Александр поставил бокал. Руки дрожали.
«Ты сказал — срок исчерпан. Это значит...»
«Ключ активирован. Процесс начался. У тебя есть время — но меньше, чем было».
«Сколько?»
«Достаточно. Если ты решишь».
* * *
Часть четвёртая. Бурхад
Он перестал бояться видений. Начал их ждать.
Теперь они приходили чаще — и длились дольше. Минуты. Иногда — кажется — часы. Он научился существовать в двух мирах одновременно: тело здесь, сознание — там.
* * *
Бурхад.
Не просто название — целый мир, который разворачивался перед ним, как свиток.
Небо — слегка зеленоватое из-за плотного слоя облаков. Жаркая планета без зимы и снега — температура никогда не опускается ниже десяти градусов. В воздухе — высокое содержание кислорода, от которого кружится голова и сильнее бьётся сердце. Запах — странный, сладковатый, похожий на ваниль, смешанную с озоном.
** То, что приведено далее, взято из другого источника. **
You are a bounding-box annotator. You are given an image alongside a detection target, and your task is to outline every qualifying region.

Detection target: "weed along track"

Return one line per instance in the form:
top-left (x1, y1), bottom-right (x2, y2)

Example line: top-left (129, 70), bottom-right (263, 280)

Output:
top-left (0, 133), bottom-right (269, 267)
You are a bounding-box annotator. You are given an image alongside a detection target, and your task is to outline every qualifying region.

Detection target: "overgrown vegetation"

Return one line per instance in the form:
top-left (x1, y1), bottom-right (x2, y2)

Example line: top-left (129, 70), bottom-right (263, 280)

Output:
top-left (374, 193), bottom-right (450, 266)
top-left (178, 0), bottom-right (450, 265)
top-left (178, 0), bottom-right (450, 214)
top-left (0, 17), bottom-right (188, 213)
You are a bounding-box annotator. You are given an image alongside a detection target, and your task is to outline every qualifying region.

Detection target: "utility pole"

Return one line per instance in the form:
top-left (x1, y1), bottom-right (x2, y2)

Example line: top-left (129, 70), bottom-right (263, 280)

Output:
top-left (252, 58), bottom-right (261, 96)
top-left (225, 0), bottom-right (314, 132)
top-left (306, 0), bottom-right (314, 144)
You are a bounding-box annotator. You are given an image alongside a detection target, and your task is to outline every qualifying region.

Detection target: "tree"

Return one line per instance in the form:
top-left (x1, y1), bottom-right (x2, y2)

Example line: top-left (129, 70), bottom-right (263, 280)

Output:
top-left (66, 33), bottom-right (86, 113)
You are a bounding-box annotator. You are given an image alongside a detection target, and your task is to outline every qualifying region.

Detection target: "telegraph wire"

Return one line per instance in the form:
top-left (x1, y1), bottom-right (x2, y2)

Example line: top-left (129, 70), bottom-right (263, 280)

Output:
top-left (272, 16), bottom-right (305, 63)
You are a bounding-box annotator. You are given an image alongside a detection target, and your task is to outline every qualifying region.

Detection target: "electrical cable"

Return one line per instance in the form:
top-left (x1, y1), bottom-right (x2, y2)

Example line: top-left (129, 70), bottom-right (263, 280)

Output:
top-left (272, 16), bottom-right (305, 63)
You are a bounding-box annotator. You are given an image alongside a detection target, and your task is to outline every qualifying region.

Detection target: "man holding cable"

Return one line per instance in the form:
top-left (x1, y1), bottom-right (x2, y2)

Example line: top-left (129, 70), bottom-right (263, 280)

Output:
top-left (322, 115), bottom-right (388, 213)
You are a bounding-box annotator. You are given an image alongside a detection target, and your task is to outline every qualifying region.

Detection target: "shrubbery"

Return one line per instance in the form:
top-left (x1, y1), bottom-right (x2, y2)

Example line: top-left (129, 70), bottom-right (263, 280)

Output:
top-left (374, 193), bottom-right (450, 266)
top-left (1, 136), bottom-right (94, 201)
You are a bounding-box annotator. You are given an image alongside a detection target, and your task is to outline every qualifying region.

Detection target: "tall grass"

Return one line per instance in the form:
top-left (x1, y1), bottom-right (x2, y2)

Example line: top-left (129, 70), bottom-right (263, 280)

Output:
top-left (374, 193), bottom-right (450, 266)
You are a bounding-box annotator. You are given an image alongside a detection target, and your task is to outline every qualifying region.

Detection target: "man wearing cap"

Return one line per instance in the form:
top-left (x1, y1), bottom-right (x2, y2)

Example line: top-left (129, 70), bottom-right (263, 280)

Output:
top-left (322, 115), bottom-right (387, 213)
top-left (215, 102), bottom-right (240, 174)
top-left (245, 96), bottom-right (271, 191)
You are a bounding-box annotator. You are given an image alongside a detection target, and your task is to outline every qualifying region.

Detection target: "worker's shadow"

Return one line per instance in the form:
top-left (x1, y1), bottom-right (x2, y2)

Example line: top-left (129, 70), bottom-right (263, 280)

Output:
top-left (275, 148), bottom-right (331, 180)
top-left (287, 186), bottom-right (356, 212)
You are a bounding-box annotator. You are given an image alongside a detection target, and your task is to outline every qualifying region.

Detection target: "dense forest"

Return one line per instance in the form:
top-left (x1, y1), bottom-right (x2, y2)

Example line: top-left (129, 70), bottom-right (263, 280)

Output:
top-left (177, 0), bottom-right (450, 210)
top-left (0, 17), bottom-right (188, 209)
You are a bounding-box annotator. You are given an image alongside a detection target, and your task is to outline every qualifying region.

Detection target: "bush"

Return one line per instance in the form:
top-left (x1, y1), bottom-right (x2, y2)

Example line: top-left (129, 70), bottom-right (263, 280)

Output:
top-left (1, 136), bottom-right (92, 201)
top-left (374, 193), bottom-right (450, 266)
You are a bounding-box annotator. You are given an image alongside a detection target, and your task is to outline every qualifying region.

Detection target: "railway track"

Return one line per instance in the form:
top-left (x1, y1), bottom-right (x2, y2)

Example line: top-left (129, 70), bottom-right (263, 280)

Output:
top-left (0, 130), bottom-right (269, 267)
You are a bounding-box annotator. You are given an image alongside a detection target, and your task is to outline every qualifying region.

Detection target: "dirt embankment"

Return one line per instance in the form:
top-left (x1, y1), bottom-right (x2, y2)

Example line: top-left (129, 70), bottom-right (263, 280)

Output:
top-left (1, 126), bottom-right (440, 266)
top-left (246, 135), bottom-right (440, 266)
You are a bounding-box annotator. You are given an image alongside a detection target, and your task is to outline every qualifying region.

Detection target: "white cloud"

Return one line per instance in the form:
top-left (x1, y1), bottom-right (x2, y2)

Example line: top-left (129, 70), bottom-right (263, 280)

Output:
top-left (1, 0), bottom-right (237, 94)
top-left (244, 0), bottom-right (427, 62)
Моря. Он вспомнил море — и себя на лёгкой доске с парусом, скользящей по волнам. Не для передвижения — для удовольствия. Транспорт давно летал по воздуху, но воду бурхадцы любили по-прежнему. Это был отдых. Каникулы. То, что на Земле называют счастьем.
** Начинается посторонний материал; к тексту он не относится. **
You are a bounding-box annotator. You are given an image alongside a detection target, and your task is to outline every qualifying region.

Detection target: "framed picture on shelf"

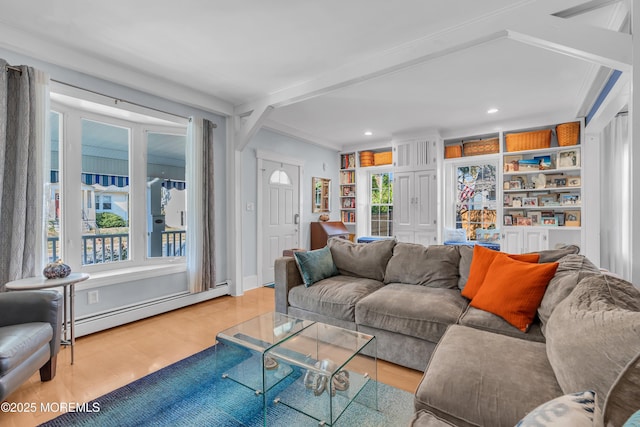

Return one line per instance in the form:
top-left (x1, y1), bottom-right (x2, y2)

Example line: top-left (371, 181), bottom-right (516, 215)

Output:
top-left (553, 177), bottom-right (567, 187)
top-left (567, 176), bottom-right (582, 187)
top-left (504, 155), bottom-right (522, 172)
top-left (564, 211), bottom-right (580, 227)
top-left (527, 211), bottom-right (542, 225)
top-left (538, 194), bottom-right (560, 206)
top-left (516, 216), bottom-right (533, 227)
top-left (558, 148), bottom-right (580, 168)
top-left (509, 179), bottom-right (522, 190)
top-left (533, 156), bottom-right (552, 170)
top-left (560, 193), bottom-right (580, 206)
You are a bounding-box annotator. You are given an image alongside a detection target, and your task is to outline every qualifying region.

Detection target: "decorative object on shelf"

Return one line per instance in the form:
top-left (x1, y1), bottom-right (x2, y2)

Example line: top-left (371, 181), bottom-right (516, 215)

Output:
top-left (558, 149), bottom-right (580, 168)
top-left (462, 138), bottom-right (500, 156)
top-left (444, 144), bottom-right (462, 159)
top-left (556, 122), bottom-right (580, 147)
top-left (505, 129), bottom-right (551, 151)
top-left (531, 173), bottom-right (547, 190)
top-left (567, 176), bottom-right (581, 187)
top-left (373, 151), bottom-right (393, 166)
top-left (360, 151), bottom-right (374, 167)
top-left (564, 211), bottom-right (580, 227)
top-left (42, 259), bottom-right (71, 279)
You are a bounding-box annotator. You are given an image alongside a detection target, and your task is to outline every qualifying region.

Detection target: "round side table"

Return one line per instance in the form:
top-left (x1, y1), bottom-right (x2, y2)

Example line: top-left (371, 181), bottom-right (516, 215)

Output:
top-left (5, 273), bottom-right (89, 365)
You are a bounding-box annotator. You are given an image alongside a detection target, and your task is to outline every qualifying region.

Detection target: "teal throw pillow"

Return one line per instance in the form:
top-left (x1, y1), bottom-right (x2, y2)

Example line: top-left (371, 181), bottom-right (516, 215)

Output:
top-left (623, 411), bottom-right (640, 427)
top-left (293, 246), bottom-right (338, 287)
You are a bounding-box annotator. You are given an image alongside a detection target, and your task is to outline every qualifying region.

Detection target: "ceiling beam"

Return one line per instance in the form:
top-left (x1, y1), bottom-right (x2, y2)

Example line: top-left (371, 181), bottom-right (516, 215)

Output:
top-left (235, 0), bottom-right (632, 123)
top-left (234, 102), bottom-right (273, 151)
top-left (507, 15), bottom-right (633, 71)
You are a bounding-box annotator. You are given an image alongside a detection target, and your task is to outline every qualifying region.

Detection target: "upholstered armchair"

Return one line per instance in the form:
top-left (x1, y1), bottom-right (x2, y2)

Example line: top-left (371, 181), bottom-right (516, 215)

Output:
top-left (0, 290), bottom-right (63, 401)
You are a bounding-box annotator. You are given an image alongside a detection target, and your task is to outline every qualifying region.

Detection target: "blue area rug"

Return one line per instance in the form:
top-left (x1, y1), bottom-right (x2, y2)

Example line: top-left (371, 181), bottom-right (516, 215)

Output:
top-left (42, 344), bottom-right (413, 427)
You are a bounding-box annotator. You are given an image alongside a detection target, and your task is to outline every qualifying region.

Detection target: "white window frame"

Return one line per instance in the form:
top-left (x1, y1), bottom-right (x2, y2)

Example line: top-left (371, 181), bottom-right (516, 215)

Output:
top-left (50, 90), bottom-right (188, 278)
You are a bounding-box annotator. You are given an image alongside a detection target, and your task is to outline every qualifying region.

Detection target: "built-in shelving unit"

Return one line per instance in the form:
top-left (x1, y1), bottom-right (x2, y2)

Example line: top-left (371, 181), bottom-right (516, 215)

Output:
top-left (340, 152), bottom-right (357, 224)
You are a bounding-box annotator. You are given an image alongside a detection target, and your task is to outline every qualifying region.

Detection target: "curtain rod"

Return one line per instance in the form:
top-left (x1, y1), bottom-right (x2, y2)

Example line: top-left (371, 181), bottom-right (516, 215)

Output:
top-left (51, 79), bottom-right (218, 128)
top-left (7, 65), bottom-right (22, 74)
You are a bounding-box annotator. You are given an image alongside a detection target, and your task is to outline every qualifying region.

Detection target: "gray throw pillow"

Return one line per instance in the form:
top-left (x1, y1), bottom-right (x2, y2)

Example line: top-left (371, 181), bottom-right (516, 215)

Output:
top-left (384, 243), bottom-right (460, 289)
top-left (327, 237), bottom-right (396, 282)
top-left (545, 274), bottom-right (640, 412)
top-left (538, 254), bottom-right (601, 333)
top-left (293, 246), bottom-right (338, 287)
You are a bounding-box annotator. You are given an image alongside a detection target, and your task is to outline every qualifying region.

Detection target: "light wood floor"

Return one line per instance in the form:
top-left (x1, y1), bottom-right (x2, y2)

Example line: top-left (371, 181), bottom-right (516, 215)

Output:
top-left (0, 288), bottom-right (422, 427)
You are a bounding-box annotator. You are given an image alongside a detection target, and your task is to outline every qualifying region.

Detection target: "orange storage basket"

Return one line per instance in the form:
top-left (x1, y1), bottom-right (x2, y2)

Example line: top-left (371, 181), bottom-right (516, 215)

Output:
top-left (462, 138), bottom-right (500, 156)
top-left (360, 151), bottom-right (374, 167)
top-left (444, 145), bottom-right (462, 159)
top-left (556, 122), bottom-right (580, 147)
top-left (373, 151), bottom-right (393, 166)
top-left (505, 129), bottom-right (551, 151)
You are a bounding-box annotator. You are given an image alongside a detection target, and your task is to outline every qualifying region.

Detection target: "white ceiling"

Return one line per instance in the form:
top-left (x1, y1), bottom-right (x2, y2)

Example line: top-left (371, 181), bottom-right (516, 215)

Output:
top-left (0, 0), bottom-right (629, 149)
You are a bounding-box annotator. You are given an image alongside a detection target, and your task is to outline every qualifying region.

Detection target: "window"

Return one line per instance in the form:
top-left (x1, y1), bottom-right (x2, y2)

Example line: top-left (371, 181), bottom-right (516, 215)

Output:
top-left (47, 93), bottom-right (186, 271)
top-left (369, 172), bottom-right (393, 237)
top-left (146, 131), bottom-right (187, 257)
top-left (455, 164), bottom-right (497, 240)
Леса — древние, но ухоженные, словно гигантские парки. Роботы следят за каждым деревом, за каждым кустом. Вход — только по специальному пропуску. Природа здесь — не дикая, а оберегаемая, как музейный экспонат.
Транспорт — серебристые объекты, похожие на дирижабли. Летают бесшумно, на автопилоте, следуя приказам центрального компьютера. Любой бурхадец может вызвать такой «автобус» одной мыслью.
Его лаборатория была где-то в городе у космопорта — там, где хранился архив, где работали учёные из разных цивилизаций. Он помнил это смутно — длинные коридоры, белый грунт под ногами, открытые поля, окружённые спиральными рядами скамей для собраний. Там, на Бурхаде, он изучал границу между материей и тем, что за ней.
* * *
Однажды — в видении, которое длилось целую ночь — он увидел себя.
Другого себя. Бурхадца. Высокий, в серебристом комбинезоне, похож на человека — но движения плавнее, взгляд глубже, словно за глазами — тысячелетия опыта. Он стоял перед чем-то вроде алтаря — или прибора, трудно сказать. Светящаяся сфера, внутри которой пульсировало нечто.
«Это ключ», — сказал бурхадский-он. — «То, что активирует переход. Он есть в каждом живом существе. Когда срок истекает — ключ поворачивается. Клетки получают сигнал. Тело начинает отпускать Дух».
«Можно его остановить?»
«Замедлить — да. Мы научились. Но остановить... это нарушит закон. Дух должен уйти, чтобы прийти снова. Иначе — застой. Смерть другого рода».
«Почему я здесь? На Земле?»
Бурхадский-он улыбнулся. Улыбка была человеческой — и в то же время нет. Слишком спокойная. Слишком мудрая.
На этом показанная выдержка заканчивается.